Acredite que é com pena que não escrevo com mais frequência e às vezes penso na falta de consideração para com o leitor, deixá-lo à espera de novidades ou de um artigo que o entretenha. Mas escrever sobre o quê?

- Sobre a tua vida na Polónia, cretino! Como pode um país assim tão diferente do teu cessar de dar motivos para se escrever?

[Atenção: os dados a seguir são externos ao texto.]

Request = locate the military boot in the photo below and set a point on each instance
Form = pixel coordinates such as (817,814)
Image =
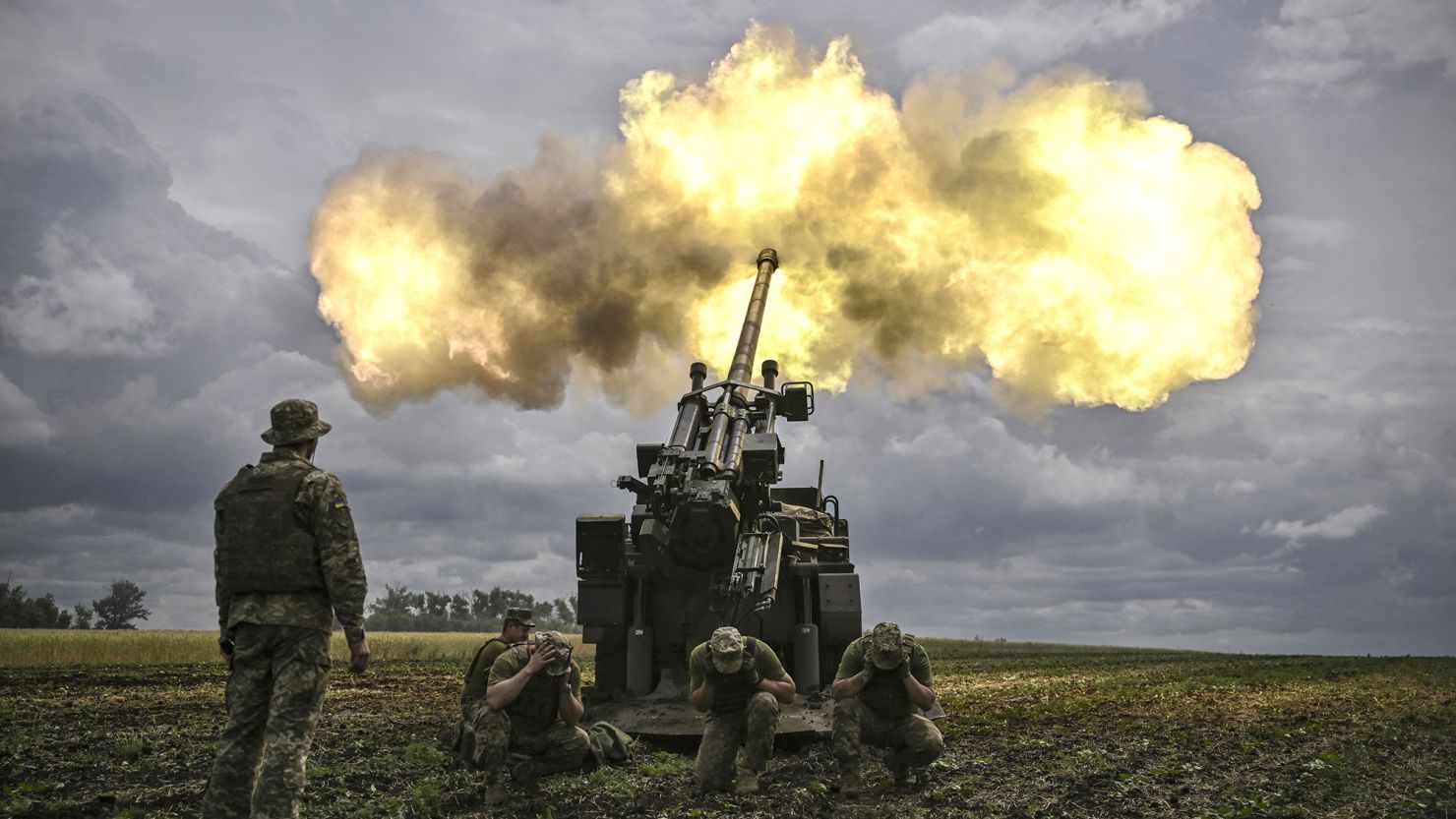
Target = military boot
(849,785)
(495,794)
(747,782)
(528,776)
(900,768)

Realmente, este terra é um manancial de temas que nunca mais acaba, quase todos os dias sucedem coisas que nunca hão-de acontecer em Portugal ou em qualquer outra nação do ocidente europeu, como a nova lei das faturas e vendas a dinheiro que obriga cada contribuinte a manter em seu poder durante cinco anos, não sendo importante se se trata do recibo de compra dum plasma de 70 polegadas ou de uma imperial e um pires de arenque em vinagre ou a Kolęda, a visita que cada padre faz ao seu rebanho por alturas do Natal e que me deixa sempre no dilema entre ser bem-educado e convidá-lo a entrar mesmo que eu já saiba que as minhas respostas às perguntas do pároco irão cada vez mais abrir-lhe a boca, não de fome porque durante a kolęda os curas são opiparamente alimentados pelos fiéis desejosos de lhes contar relatos e provas de quão praticantes são, despejando talhadas de fiambres e outras charcutarias pela eclesiástica goela abaixo numa tentativa de comprar a simpatia do Criador através da satisfação gástrica do seu representante, mas de pasmo por ter diante de si um ser atlântico quase quarentão que renega divindades, não lhe apresenta bandejas de carnes frias nem cestas de frutas frescas, muito menos um licorzinho de bagas silvestres destilado num alambique caseiro, portanto ilegal, ao qual o sacerdote não se nega mesmo que seja contra os cânones do clero, não lhe canta loas nem lhe fala da velha e relha estória do casamento e procriação.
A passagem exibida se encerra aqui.